Large areas of the Negev of Southern Israel are considered as desertified areas. In the past, the Negev had known periods of economic prosperity. Ruins of ancient agriculture farms and towns (1000 B.C – 700 A.D) are spread over large areas of the Negev.
Abandonment of the ancient farms and towns by the permanent residents, mismanagement of soil and water resources, non-maintenance of the ancient agriculture sites, clear cut of vegetation, heavy grazing pressure and improper land cultivation, had led to degradation processes.
Rehabilitation of degraded areas is based on proper management of soil, water and vegetation resources. Afforestation and soil conservation efforts over the dry environment are based on water harvesting.

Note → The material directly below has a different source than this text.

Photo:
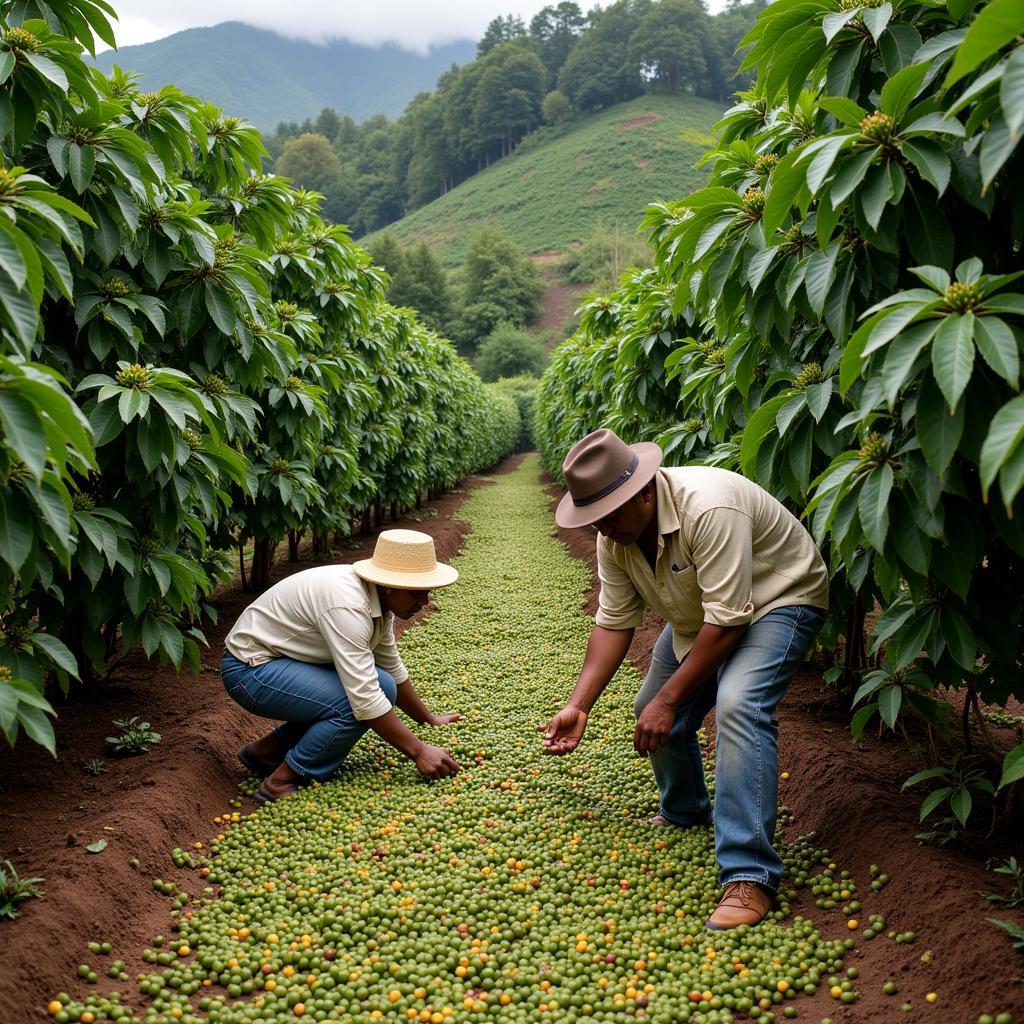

Ancient water harvesting methods with modern technique and knowledge are implemented on slopes and valleys in order to enrich soil humidity, thus enable the success and growth of planted trees and natural herbaceous vegetation
Applied research and long term monitoring, as well as adaptive management, play an important role for achieving sustainable rehabilitation.
The rehabilitated areas improve life quality of the inhabitants and provide ecosystem services, such as: green belts around urban areas, recreation opportunities, improved pasture and shade for wildlife and controlled livestock grazing, soil conservation and flood control, as well as preserving the cultural heritage of the area.